This is a post by Jordan Stout, the Office of Response and Restoration’s Scientific Support Coordinator based in Alameda, Calif.

Underwater image of the Montebello wreck.

An underwater photo of fishing net draping the wreck of the S/S Montebello, taken by the remotely operated vehicle (ROV). Credit: NOAA/Robert Schwemmer.

In a refreshing change for those of us who deal with oil spills, the mystery of the S/S Montebello, a U.S. oil tanker sunk only two weeks after Pearl Harbor, has finally been solved and it’s good news: There is no sign of the more than 3 million gallons of crude oil on board the ship when it went down nearly 70 years ago.

Given the data discovered and records available, a long-term model says it’s likely that most of the oil remained offshore and headed south, while some would have evaporated within the first few days. The remainder may have washed ashore but may have been so widely scattered it went unnoticed. We will probably never know exactly what happened to the oil.

Submersible dives indicated the Japanese torpedo that sunk the Montebello missed the cargo tanks where the oil was held. Originally, some people speculated that the oil might have leaked out the vent pipes. Others thought the oil had solidified in the cold bottom waters off the coast of San Pedro, Calif., and was still inside the ship.

But with limited information, the best we could do was make educated guesses about how and when an oil spill might occur from this ship. What we really needed was to look inside the tanks for oil and, if we found any, assess the wreck’s overall condition. Even with the cargo tanks in relatively good condition, the Montebello was degrading over time, and any oil still on board could pose a threat of an uncontrolled oil release, which can be an expensive, difficult, and potentially hazardous endeavor.

In recent years, there has been a growing concern about potential pollution from the thousands of shipwrecks in U.S. waters. A number of wrecks in the Pacific Basin have undergone some kind of focused assessment and oil removal, which helped us with these operations.

The S/S Montebello was different, however, because it was not actively leaking oil at the time, and the assessment would be performed entirely by remotely operated vehicles (ROVs). In addition, we used some innovative and very specialized technologies, including:

  • ultrasonic thickness gauges (to figure out how thick the ship’s hull is).
  • neutron backscatter detectors (to determine the likelihood of oil being in the tanks, without damaging them).
  • a specialized ROV-mounted drill bit that drilled a small hole in the ship, grabbed an oil sample, and then sealed the hole when the tool was extracted (a tool specially built for this project).
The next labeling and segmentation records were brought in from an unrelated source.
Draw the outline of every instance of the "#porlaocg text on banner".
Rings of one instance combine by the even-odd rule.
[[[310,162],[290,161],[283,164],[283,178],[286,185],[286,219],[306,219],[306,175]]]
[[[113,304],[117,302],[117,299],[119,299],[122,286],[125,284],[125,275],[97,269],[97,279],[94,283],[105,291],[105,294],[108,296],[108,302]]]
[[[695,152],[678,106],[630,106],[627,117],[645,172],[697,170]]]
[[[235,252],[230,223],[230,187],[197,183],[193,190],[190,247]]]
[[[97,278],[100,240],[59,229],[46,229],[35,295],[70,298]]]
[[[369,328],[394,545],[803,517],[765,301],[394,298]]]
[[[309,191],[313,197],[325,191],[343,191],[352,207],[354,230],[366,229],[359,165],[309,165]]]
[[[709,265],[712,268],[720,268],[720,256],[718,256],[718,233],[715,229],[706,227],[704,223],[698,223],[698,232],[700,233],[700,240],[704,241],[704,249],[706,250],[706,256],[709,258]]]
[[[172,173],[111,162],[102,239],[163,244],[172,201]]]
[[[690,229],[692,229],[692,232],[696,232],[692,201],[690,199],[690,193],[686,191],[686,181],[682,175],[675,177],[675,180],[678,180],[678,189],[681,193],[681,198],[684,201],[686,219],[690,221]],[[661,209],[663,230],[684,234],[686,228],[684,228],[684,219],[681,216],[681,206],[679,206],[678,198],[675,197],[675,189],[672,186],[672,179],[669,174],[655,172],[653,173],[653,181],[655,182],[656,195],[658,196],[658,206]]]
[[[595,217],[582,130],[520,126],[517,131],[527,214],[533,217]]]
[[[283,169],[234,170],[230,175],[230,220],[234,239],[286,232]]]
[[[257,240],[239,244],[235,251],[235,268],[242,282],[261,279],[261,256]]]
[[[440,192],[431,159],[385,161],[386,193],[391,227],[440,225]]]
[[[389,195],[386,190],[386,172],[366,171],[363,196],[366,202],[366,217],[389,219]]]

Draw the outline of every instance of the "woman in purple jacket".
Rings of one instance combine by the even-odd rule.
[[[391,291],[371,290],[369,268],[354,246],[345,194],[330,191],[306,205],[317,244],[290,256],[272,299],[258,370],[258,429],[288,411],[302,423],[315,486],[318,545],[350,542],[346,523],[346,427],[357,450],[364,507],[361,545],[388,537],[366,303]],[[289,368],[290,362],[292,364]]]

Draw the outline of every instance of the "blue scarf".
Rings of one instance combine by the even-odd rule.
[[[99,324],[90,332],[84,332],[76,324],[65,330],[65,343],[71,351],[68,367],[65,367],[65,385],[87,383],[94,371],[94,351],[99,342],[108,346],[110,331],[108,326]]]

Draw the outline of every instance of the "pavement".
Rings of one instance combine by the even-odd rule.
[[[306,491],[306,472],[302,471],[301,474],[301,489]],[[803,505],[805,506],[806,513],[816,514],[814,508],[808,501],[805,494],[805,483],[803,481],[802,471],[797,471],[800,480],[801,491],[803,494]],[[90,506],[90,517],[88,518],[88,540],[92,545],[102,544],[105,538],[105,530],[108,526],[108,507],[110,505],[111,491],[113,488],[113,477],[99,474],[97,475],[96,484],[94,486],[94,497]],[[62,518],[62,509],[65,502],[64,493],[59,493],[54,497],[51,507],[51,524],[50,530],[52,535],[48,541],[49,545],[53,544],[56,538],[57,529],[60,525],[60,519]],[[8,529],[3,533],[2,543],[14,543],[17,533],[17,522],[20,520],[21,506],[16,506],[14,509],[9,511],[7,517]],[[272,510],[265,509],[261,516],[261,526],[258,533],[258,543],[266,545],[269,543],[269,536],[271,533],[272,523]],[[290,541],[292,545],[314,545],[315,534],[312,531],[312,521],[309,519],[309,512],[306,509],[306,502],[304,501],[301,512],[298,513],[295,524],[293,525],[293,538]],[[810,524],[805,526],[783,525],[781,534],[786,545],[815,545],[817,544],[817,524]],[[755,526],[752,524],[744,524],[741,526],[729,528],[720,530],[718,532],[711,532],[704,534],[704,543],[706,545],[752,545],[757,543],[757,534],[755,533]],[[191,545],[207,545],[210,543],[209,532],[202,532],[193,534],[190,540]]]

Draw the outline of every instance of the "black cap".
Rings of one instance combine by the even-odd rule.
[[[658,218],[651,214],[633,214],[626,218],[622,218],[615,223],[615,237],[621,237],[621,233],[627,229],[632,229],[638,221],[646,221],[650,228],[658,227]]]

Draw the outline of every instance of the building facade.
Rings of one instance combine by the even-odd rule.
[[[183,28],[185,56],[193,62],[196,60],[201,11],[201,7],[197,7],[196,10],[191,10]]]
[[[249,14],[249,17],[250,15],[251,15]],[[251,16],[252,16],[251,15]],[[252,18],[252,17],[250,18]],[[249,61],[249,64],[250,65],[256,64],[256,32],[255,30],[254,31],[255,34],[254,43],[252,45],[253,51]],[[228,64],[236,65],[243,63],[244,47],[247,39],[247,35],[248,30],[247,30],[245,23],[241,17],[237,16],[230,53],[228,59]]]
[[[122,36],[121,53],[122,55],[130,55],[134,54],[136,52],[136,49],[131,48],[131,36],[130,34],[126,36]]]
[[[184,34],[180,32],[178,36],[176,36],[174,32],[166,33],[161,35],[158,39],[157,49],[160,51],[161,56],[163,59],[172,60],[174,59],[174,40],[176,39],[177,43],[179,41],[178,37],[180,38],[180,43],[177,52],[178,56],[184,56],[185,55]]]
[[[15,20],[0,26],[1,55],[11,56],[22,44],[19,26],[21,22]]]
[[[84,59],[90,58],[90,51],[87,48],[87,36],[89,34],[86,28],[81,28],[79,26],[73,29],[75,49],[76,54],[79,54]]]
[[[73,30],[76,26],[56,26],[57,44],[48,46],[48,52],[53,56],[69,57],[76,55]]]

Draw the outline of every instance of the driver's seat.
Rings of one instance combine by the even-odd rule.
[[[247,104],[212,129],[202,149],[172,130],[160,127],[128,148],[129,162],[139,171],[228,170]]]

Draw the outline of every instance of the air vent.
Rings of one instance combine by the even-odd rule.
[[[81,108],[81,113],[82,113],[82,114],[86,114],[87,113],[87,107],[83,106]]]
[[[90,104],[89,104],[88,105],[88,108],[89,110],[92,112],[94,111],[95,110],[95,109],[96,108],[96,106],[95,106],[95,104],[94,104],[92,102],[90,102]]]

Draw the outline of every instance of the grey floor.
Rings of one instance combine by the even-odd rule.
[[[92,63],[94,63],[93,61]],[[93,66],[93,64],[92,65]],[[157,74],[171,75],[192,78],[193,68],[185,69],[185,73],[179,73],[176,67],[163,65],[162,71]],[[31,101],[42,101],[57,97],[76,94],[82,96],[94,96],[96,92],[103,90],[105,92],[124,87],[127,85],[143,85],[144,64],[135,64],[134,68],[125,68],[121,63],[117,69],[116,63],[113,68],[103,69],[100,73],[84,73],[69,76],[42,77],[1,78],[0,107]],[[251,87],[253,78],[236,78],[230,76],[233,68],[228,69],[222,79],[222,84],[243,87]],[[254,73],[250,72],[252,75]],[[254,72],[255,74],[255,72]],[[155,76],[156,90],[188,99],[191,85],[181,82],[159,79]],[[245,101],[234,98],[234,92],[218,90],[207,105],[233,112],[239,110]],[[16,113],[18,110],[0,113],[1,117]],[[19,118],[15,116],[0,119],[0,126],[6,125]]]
Carefully and methodically applying these tools gave us convincing answers while limiting the number of holes created in the ship.

Of course, the more we looked for oil in the S/S Montebello, the less we found. And, in truth, I found that to be a bit anti-climactic. Even so, a long-standing mystery has finally been solved, and I’m proud of our efforts.

Jordan Stout

Jordan Stout.

Jordan Stout currently serves as the NOAA Scientific Support Coordinator in California where he provides scientific and technical support to the U.S. Coast Guard and Environmental Protection Agency in preparing for and responding to oil spills and hazardous material releases.  He has been involved in supporting many significant incidents and responses in California and throughout the nation and was on-scene for the S/S Montebello assessment operation.